GitHub
Configure RBAC and set the organisation field to restrict access to your organisation.
User authentication
Create a GitHub OAuth2 application
- Login to GitHub and navigate to the organisation you wish to integrate with Flex.
- Navigate to Settings > Developer Settings > OAuth Apps > New Oath Application
- Fill out the Register a new OAuth application form:
- Application name: The name of your Flex instance, e.g. 'Flex Staging'.
- Homepage URL: The absolute URL to your Flex instance, e.g.
https://kpow.stage.mycorp.com
- Authorization callback URL: The absolute URL for authorization callback, e.g.
https://kpow.stage.mycorp.com/oauth2/github/callback
- Open your freshly created OAuth App and make note of the Client ID and Client Secret.
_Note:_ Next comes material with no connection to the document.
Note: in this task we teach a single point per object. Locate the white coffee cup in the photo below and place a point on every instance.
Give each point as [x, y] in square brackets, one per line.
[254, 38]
Integrate Flex with GitHub OAuth2
Set the following environment variables and start Flex:
AUTH_PROVIDER_TYPE=github
OPENID_AUTH_URI=
The URI to authorize GitHub users, e.g.https://github.com/login/oauth/authorize, or [GitHub Enterprise Host]/login/oauth/authorize
OPENID_TOKEN_URI=
The URI to retrieve an OAuth token, e.g.https://github.com/login/oauth/access_token, or [GitHub Enterprise Host]/login/oauth/access_token
GITHUB_API_ENDPOINT=
The URI to perform user actions, e.g.https://api.github.com/, or [GitHub Enterprise Host]/api/v3/
OPENID_CLIENT_ID=
the Client ID found in the OAuth Apps page (required)OPENID_CLIENT_SECRET=
the Client Secret found in the OAuth Apps page (required)AUTH_LANDING_URI=
The absolute Flex URI, e.g.https://kpow.stage.mycorp.org
Flex will now authenticate users with GitHub via OAuth2.
User authorization
See the guide to Role Based Access Control for full configuration details.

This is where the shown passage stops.